No Brasil, a concessão para explorar petróleo na Foz do Rio Amazonas foi recusada pelo IBAMA. Apesar disso, essa possibilidade não está definitivamente excluída, pois a solicitação da Petrobrás para reconsiderar a licença ambiental ainda aguarda avaliação. Enquanto isso, nações vizinhas como Colômbia e Equador estão tomando a liderança ao rejeitar a exploração de petróleo na região amazônica. Isso demonstra que eles já estão encaminhados para uma transição energética necessária e para a preservação do ecossistema.

Na segunda-feira (21), foi anunciado o desfecho da consulta popular promovida pelo Equador sobre esse tema. Com mais de 90% dos votos contabilizados, cerca de seis em cada dez equatorianos manifestaram oposição à extração de petróleo no Parque Nacional Yasuni, uma das áreas mais ricas em biodiversidade em todo o mundo.

“Os equatorianos decidiram revogar a licença social do petróleo. Isso significa que querem a transição energética na Amazônia agora, e não em 2030 ou 2050. Essa decisão não está condicionada a compensações financeiras por parte da comunidade internacional, e os equatorianos mostram, assim, sua determinação em buscar um desenvolvimento livre de emissões, dando um exemplo contundente aos demais países da região”, diz a presidente do Instituto Talanoa e membro do Painel de Acreditação do Green Climate Fun, Natalie Unterstell.

(Blocos de exploração na bacia sedimentar da Foz do Amazonas | Foto: Ibama)

O coletivo ambiental Yasunidos liderou uma iniciativa de alcance nacional para convocar a consulta sobre o Bloco 43-ITT. Após um esforço que resultou na coleta de 757 mil assinaturas, eles perseveraram em uma batalha jurídica que se estendeu por uma década junto aos órgãos eleitorais do Equador. O veredicto da votação determinou que a empresa estatal de petróleo, Petroecuador, tem a responsabilidade de encerrar suas operações na região dentro de um período de um ano. O prazo oficial começará a ser contado a partir de 4 de outubro de 2023.

“A consulta popular sobre Yasuní é importante para o Equador, mas também para o mundo inteiro. Diante da inação dos diferentes governos do mundo, os equatorianos estão decidindo tomar medidas reais contra a mudança climática”, afirma Antonella Calle Avislés, da ONG Yasunidos, promotora do plebiscito de Yasuní.

“É também uma mensagem para todos os países amazônicos, pois vemos que os governos não estão fazendo sua parte.
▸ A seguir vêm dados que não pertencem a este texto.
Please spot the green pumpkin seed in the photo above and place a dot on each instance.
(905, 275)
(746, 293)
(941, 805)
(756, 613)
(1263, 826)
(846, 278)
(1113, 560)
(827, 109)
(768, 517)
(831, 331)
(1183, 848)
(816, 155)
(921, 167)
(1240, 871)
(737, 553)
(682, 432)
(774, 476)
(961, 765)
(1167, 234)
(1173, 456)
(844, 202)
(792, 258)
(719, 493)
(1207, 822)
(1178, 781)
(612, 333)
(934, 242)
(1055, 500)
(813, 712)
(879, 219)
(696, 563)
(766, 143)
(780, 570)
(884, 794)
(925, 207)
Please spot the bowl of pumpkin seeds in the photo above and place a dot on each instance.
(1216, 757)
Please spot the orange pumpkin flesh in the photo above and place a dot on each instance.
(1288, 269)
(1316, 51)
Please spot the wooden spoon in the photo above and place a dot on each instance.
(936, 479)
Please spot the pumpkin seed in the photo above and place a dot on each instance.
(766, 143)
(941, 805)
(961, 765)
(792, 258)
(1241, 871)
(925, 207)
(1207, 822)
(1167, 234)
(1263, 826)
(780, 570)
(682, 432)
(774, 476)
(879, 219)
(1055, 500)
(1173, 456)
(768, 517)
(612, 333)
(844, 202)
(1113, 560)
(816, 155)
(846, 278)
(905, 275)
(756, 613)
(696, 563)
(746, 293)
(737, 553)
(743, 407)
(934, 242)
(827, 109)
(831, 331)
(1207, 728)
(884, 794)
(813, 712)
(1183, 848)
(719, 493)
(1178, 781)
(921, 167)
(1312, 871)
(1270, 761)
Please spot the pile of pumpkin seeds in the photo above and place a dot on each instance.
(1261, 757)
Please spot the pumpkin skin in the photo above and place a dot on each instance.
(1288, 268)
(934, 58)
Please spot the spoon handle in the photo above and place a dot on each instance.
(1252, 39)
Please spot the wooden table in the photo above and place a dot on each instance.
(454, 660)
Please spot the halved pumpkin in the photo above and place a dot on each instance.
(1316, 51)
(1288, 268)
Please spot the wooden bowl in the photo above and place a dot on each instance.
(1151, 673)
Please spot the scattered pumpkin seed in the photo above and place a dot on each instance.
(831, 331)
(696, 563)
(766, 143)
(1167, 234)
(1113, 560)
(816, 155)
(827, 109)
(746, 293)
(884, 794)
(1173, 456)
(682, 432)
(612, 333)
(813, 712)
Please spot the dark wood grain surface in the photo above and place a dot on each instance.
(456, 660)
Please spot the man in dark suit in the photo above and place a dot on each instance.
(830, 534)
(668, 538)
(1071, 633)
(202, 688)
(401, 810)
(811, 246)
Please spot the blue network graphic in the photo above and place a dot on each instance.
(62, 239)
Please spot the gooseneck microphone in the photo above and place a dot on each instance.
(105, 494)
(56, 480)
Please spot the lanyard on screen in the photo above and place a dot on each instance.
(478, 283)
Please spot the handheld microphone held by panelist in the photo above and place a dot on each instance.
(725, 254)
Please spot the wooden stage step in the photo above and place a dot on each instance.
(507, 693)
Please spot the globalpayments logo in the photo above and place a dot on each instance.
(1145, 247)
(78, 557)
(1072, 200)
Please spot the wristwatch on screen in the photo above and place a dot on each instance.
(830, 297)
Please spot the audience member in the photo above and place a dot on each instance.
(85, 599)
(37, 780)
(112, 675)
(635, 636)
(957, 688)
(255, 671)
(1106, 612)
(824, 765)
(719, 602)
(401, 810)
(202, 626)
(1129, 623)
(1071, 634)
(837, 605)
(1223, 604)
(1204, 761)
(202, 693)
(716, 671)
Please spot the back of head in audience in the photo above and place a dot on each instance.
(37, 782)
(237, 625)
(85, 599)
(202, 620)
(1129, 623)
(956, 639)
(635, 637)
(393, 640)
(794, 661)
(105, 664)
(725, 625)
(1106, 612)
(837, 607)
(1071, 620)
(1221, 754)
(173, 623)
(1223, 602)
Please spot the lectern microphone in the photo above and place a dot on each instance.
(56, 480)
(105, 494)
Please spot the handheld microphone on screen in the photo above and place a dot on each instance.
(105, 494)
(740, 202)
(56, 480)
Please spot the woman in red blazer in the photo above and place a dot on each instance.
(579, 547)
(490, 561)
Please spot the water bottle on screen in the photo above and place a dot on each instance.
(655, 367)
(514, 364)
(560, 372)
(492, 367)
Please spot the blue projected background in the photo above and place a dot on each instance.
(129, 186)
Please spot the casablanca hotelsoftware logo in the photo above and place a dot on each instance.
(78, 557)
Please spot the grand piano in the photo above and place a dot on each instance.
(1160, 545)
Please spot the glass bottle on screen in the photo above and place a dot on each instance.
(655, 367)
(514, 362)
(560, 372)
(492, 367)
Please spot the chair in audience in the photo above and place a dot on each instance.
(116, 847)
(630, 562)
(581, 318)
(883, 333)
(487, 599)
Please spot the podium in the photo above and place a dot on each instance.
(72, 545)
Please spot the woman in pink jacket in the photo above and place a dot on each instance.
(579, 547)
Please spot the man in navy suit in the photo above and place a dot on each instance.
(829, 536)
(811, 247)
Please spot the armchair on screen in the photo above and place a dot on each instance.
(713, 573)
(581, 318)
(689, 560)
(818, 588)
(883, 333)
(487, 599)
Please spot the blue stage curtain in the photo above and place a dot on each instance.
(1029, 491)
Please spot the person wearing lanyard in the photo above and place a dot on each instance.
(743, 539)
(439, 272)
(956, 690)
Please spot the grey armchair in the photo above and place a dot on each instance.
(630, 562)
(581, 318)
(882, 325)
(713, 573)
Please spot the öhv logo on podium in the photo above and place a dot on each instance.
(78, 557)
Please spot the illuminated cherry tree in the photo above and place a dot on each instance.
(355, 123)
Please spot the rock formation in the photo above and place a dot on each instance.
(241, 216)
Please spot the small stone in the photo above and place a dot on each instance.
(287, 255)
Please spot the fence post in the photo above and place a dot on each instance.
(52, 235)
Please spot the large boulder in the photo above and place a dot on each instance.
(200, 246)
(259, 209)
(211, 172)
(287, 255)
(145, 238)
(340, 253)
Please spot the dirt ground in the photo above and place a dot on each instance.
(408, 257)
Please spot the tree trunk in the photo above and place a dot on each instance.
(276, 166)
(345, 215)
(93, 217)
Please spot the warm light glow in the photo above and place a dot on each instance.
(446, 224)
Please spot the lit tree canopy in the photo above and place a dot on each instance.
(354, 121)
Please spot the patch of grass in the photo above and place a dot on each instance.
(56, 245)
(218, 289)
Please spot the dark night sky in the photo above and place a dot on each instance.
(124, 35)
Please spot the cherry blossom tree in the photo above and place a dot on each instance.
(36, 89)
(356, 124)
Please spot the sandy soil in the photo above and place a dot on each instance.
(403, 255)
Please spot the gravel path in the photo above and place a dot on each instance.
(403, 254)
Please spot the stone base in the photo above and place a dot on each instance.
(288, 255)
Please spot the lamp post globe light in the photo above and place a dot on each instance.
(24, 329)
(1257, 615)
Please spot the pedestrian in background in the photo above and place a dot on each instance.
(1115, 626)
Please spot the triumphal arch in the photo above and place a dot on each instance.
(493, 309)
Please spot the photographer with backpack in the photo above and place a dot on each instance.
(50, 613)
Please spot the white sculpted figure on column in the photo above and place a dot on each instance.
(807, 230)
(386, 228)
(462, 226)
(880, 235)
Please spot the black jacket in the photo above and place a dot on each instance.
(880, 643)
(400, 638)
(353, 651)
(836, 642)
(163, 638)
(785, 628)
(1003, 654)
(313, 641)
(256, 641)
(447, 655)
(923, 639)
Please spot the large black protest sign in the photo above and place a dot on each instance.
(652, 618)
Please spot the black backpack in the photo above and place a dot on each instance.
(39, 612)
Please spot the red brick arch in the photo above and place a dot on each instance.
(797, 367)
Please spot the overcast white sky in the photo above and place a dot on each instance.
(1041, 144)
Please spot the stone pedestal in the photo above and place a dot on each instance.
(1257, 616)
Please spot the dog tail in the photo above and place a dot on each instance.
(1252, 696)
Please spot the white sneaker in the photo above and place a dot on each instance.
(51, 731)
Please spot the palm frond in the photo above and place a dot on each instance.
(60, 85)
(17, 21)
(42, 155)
Se não exigirmos uma ação concreta, essa crise não terá volta”, complementa.

Reserva mundial

Em 1989, a Unesco designou o Yasuní como uma reserva mundial da biosfera. Com mais de 1 milhão de hectares, essa região é renomada por sua megadiversidade e é lar dos povos Tagaeri e Taromenane, que vivem em isolamento. O Bloco 43-ITT ocupa uma porção do Yasuní, uma área natural protegida que abrange um milhão de hectares, abrigando uma riqueza de biodiversidade, incluindo mais de 2.000 espécies de árvores e arbustos, 204 mamíferos, 610 aves, 121 répteis, 150 anfíbios e mais de 250 peixes.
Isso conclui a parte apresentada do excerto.